Yıllardır hani şu meşhur Çin Seddinin, Çinlilerin Türkleri durdurmak için yaptığı Çin Seddinin uzaydan görüldüğü söylendi durdu... Sonrada tartıştılar durmadan, yok görünüyordu, yok görünmüyordu... Görünse ne, görünmese ne, bize bir faydası yok, aslında Çinlilere de yok. Uzaydan görüp de uzay gemisi ile Çin Seddinin üstüne mi inecek astronotlar ya da kozmonotlar, ha bir de taykonotlar var, onlarda Çinli Uzay Adamları oluyorlar...
Amma korkak adamlarmış bunlarda. O zaman bir rivayete göre Türklerin toplam nüfusu iki buçuk milyon, Çinlilerin nüfusu, yaklaşık Türklerin on katı. Bizim duvar yapmamız gerekirken Çinliler duvar yapıyor. Ters adamlar vesselam bunlar...

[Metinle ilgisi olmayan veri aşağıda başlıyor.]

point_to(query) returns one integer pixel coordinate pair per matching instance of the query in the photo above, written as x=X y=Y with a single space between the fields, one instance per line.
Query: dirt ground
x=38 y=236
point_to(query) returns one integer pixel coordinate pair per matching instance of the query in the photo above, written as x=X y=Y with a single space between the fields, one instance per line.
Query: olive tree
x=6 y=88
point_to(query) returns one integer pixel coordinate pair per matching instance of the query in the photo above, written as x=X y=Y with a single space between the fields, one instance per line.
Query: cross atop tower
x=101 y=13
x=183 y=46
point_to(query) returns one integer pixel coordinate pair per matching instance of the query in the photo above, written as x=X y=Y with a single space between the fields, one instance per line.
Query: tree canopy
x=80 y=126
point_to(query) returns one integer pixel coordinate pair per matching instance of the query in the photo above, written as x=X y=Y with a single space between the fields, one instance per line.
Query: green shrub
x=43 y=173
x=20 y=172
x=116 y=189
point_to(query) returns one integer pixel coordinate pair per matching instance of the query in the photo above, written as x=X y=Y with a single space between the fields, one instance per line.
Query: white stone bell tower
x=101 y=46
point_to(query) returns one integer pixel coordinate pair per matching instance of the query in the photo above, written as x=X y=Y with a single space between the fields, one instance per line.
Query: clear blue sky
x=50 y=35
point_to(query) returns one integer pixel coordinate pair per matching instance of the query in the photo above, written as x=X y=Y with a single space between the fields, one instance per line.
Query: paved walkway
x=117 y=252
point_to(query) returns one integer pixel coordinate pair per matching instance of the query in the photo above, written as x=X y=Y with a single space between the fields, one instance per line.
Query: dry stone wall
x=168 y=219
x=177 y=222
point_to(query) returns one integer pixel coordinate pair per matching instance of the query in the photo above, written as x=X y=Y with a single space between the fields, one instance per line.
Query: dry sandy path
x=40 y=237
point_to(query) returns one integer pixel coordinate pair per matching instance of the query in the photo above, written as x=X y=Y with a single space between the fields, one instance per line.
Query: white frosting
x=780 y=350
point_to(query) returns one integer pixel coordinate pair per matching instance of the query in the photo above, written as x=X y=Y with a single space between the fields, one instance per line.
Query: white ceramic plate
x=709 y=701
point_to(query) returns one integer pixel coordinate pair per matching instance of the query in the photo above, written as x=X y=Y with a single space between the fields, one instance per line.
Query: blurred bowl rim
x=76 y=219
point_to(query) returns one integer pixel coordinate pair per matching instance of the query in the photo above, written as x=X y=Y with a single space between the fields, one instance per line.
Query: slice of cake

O zamanlarda her bir şeyi yiyorlar mıydı, orasını bilemiyorum? Çok kafamızı bozunca da bizimkiler, burada durulmaz, deyip, dört nala, kona göçe Anadolu'ya kadar gelmişiz... Şehirlerin ışıkları görünüyor ama, parlak parlak, uzayın belli bir yüksekliğinden.
Milyarlarca Galaksi, bizim Samanyolu dediğimiz ve yaşadığımız galaksi ile birlikte, ha bir de Andromeda diye yakın zamanlarda keşfedilmiş bir galaksi varmış, iki milyarcık ışık yılı uzaklıkta... Korkunç bir uzaklık ışık hızı saniyede 300.000 kilometre çarpı dakika, çarpı saat, çarpı gün 24 saat, yıla çevir bir de iki milyar ile çarp... Ömür yetmez billahi hesaplamaya bile...
Bir de biz de var uzaylı, Mustafa Topaloğlu... Henüz uzayın neresinden olduğu belli olmadıysa da, O ısrarla uzaylıyım diyor, işi deliliğe vuruyor. Çok da ısrar ederseniz içinden, der geçer gider... Uzayın da o kadar çok içi ve dışı var ki, hangi birini sayacaksınız. Kara deliğe bir düşerse, o zaman babayı yediğinin resmidir...
Eski TRT de Uzay Yolu diye de fantastik, sıra dışı bir dizimiz vardı. Uzay da yol alan bir gemi, içinde bir dolu uzay adamı biri de Volkanlı, artık nasıl biriyse. Işınlanmalar filan. Oynadığı gün kilitlenirdik televizyonun başına, dersler ile teşriki mesaimiz nanay. Sonrası bir çok çocuk güm, sınıf tekrarı. Şeytan aldı götürdü, satamadan getirdi durumları.